The Food Biz: Hybrid concept

New fast casual cafe on West End aims at breakfast, lunch crowds

A veteran of Bread & Company has opened a cafe that serves breakfast, lunch and weekend brunch in a high-profile spot on West End.

It’s called, in fact, West End Cafe, and it’s located in the former Baja Fresh spot at 17th and West End in midtown (across from Hotel Indigo).

Owner Blaine Archer was director of operations at Bread & Company for 10 years before launching his own place in late January.

Archer overhauled the space where Baja Fresh had operated for years, aiming to upgrade the atmosphere. “We tried to really open it up and make it feel more comfortable,” he said.
Breakfast — which starts at 6:30 a.m. on weekdays — and lunch are the main push right now, but the cafe also wants to attract an after-work crowd. Unlike Baja Fresh, Panera or other quick-casual restaurants, West End Cafe has a full bar in one corner. There are also TVs around the room that can be tuned to sports.

The concept seems to be something of a hybrid. “It can be what people want to make of it,” Archer said.

In the next month he plans to gear up dinner service with hot entrees, but for now the joint closes at 7 p.m. (5 p.m. on weekends).

As for the menu, breakfast offerings include omelets, like a chorizo-Manchego cheese version with salsa verde ($7), and a Belgian waffle with strawberries and whipped cream ($6). The lunchtime focus is sandwiches (hot and cold), salads and soups.

Breakfast ends at 11 a.m. Monday through Friday, but weekend brunch lasts until 3 p.m. There are some special drinks to accompany brunch, such as a festive mimosa or the spicy Hot Mary.

Unlike some other spots in the neighborhood, West End Cafe has a rather large parking lot in back. Archer is also targeting nearby offices by offering boxed lunches and catering.

West End Cafe is located at 1720 West End Ave., Suite 100. Hours are likely to expand, but for now the cafe is open 6:30 a.m. to 7 p.m. Monday through Friday, and 8:30 a.m. to 5 p.m. Saturday and Sunday.

 

Who doesn’t love a scratch biscuit, right? That’s the appealing concept behind the Biscuit Love food truck, which will hit the streets in early April.

The folks behind Biscuit Love are the husband-and-wife team of Karl and Sarah Worley. They’re from here, but they both attended culinary school at Johnson and Wales in Denver and honed their skills in Durham, N.C., before returning home and turning their love of Southern food into a rolling restaurant.

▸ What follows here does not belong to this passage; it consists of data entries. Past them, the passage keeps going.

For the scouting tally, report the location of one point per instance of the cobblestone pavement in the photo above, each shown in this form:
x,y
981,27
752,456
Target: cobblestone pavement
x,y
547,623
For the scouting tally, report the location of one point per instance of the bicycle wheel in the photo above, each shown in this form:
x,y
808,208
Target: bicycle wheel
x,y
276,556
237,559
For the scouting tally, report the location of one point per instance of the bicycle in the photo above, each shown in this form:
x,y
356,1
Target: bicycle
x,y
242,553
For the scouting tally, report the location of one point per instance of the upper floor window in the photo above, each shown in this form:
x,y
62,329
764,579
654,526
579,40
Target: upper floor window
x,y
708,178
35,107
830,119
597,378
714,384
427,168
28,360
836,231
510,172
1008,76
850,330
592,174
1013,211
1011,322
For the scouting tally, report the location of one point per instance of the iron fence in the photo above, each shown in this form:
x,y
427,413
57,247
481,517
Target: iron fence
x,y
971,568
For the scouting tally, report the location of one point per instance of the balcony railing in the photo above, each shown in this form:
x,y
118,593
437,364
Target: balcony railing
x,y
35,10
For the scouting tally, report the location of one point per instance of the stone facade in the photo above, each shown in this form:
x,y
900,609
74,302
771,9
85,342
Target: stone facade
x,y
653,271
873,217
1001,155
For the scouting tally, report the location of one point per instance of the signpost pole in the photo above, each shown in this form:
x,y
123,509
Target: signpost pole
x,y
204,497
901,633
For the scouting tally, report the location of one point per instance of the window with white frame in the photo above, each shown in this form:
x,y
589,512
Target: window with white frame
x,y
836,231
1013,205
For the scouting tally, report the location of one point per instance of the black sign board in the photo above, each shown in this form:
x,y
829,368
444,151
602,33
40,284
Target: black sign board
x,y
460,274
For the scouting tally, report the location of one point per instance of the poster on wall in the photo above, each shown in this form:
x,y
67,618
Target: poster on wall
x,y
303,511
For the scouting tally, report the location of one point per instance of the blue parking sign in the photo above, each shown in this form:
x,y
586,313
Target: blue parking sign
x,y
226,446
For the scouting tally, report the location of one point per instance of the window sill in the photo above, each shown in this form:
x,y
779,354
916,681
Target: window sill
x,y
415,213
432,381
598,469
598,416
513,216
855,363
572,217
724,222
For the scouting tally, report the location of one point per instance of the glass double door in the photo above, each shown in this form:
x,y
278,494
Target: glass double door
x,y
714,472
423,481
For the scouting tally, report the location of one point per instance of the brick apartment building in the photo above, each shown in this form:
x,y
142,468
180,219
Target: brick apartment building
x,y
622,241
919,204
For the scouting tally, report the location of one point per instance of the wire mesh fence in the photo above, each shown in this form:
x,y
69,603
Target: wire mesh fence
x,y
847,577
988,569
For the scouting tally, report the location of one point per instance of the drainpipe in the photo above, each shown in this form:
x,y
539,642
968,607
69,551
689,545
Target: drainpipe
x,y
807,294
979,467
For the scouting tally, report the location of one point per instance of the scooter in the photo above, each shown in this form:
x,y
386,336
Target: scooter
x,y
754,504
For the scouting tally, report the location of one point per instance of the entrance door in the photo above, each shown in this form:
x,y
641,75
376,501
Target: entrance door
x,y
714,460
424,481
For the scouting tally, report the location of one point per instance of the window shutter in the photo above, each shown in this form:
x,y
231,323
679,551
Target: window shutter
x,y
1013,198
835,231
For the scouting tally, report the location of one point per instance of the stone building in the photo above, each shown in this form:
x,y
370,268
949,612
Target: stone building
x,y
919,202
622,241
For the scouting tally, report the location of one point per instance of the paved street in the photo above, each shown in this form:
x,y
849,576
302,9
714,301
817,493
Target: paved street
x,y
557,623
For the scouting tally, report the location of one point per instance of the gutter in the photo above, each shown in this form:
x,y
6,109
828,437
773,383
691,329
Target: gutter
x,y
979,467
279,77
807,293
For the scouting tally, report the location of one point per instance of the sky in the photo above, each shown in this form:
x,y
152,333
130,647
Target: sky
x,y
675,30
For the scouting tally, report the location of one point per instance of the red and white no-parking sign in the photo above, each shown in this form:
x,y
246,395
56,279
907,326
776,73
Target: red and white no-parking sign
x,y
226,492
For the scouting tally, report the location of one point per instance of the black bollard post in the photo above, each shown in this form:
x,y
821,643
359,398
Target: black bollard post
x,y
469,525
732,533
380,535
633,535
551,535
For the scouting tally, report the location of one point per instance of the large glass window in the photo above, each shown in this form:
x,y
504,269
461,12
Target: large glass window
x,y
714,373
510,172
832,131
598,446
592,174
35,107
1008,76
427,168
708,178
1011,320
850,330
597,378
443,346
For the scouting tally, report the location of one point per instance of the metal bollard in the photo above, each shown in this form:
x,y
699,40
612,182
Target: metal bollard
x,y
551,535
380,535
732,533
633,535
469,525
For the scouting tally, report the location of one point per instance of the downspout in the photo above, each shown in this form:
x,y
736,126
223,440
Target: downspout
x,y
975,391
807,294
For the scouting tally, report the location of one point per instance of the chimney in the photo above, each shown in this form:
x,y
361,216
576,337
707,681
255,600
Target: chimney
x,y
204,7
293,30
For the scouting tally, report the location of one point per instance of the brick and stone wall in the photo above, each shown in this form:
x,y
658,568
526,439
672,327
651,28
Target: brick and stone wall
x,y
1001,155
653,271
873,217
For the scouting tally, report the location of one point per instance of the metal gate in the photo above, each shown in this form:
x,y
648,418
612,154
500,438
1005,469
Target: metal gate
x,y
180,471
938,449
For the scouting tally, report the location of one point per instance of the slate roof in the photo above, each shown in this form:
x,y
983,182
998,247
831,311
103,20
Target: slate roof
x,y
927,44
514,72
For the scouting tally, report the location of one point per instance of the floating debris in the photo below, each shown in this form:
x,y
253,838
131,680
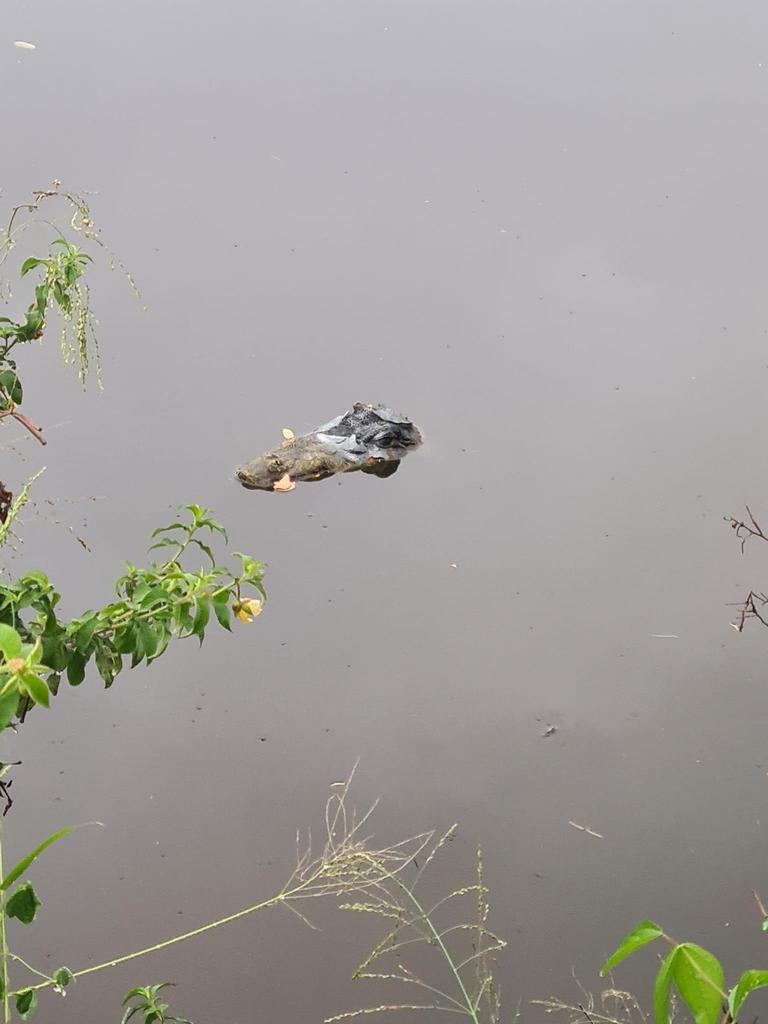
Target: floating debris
x,y
590,832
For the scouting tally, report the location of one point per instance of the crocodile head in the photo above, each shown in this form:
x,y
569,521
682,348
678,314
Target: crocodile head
x,y
262,473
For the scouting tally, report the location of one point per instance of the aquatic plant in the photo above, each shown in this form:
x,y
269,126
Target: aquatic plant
x,y
365,877
688,973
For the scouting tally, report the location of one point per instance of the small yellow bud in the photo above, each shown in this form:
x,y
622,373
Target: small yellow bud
x,y
246,611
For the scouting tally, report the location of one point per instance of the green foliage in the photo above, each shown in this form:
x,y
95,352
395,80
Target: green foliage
x,y
26,1003
62,978
18,502
145,1000
695,973
155,604
24,903
18,869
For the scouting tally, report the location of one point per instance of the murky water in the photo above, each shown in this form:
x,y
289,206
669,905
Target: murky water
x,y
539,229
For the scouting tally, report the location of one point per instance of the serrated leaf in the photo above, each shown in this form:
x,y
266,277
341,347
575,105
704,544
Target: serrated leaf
x,y
699,978
644,933
24,903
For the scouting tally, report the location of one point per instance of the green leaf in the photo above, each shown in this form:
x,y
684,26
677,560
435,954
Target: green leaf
x,y
30,264
84,635
62,977
167,529
125,639
8,705
698,975
26,1004
662,988
109,664
749,981
76,669
24,903
202,614
37,689
10,642
148,640
17,870
645,932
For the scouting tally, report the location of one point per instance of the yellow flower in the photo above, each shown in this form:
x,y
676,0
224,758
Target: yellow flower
x,y
246,611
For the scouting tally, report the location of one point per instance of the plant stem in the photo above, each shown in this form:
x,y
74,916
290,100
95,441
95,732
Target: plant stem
x,y
3,943
282,897
471,1010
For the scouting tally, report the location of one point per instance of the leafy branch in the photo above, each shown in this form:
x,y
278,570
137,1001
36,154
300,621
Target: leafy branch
x,y
156,603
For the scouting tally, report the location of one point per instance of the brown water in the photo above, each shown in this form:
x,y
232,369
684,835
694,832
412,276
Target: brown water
x,y
539,228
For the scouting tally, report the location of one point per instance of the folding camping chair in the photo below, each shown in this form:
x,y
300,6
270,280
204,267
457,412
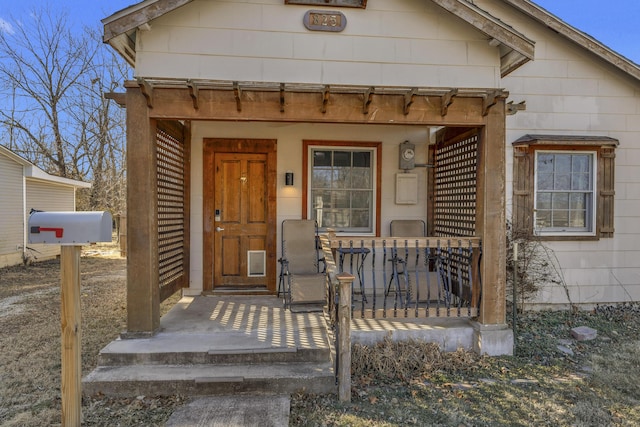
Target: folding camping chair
x,y
301,280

The tagline is “scratch-made gourmet sandwiches,” and Karl Worley said most everything will be made in house, including the biscuits, of course, the gravy and even toppings like pickles and mustard.

Perhaps the most intriguing menu item is the Princess, an homage to Nashville-style hot chicken and a certain famous hot chicken joint. It starts with a biscuit, topped with a spicy fried chicken thigh (boneless, in a concession to biscuit mechanics), plus the aforementioned pickles and mustard and a drizzle of honey.

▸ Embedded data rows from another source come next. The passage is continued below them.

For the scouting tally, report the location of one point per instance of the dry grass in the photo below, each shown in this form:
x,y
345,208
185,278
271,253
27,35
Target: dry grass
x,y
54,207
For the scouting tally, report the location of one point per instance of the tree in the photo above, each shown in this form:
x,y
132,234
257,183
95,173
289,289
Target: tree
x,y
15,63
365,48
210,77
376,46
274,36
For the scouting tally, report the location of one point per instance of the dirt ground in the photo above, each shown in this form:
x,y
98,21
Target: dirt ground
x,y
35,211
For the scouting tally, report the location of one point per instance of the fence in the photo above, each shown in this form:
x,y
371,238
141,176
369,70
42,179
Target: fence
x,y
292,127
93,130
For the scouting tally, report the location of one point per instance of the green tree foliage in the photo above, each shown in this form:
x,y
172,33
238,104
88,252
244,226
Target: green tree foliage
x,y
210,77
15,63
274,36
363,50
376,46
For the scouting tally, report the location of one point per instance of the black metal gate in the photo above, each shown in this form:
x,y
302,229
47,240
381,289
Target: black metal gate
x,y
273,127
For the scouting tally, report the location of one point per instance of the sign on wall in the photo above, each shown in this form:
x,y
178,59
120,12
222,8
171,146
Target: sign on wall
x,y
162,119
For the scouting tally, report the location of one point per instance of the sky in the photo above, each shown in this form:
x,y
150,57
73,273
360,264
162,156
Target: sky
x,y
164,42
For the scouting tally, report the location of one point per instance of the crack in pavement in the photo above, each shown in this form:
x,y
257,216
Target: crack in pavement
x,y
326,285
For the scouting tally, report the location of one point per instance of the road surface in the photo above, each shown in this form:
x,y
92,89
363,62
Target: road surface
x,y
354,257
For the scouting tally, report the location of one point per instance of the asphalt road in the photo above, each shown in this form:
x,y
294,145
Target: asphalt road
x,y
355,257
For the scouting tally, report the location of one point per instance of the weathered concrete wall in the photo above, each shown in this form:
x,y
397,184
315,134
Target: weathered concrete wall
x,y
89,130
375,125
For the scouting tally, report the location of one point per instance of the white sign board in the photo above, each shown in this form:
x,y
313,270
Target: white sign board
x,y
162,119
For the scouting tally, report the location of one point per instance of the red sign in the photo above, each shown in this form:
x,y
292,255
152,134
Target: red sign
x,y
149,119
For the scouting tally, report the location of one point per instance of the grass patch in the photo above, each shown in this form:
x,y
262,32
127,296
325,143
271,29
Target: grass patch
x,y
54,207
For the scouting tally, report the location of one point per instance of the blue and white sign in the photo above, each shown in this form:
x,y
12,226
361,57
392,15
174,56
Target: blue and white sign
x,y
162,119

You can also build your own biscuit with alluring ingredients such as local bacon, country ham, Kenny’s Farmhouse Cheddar, sausage gravy, and most delirious of all … Olive & Sinclair chocolate gravy.

The Worleys plan to unveil the truck April 6 at the Meet ’N Three food truck gathering at the Nashville Farmers’ Market. To check out the menu, visit biscuitlovetruck.com or watch for updates on Facebook and Twitter.

 

If you’ve never attended Iron Fork, which pits some of Nashville’s best chefs in feats of culinary competition, you should really consider getting a ticket soon.

This year’s roster of competitors seems especially epic: returning champion Laura Wilson of the Grow Local Kitchen at the Nashville Farmers’ Market, Roderick Bailey of Silly Goose, Hernan Borda of Rumours East, Jason Brumm of Merchants and Vinny Tardo of Saffire.

Tickets are $35 ($45 after April 1) and your admission includes samples from 20 or more local restaurants and spirits purveyors. The event benefits Second Harvest Food Bank of Middle Tennessee.

The party starts at 6 p.m. April 25 at the new Marathon Music Works venue at 1402 Clinton St. Tickets are available at nashvillescene.com and will most assuredly sell out.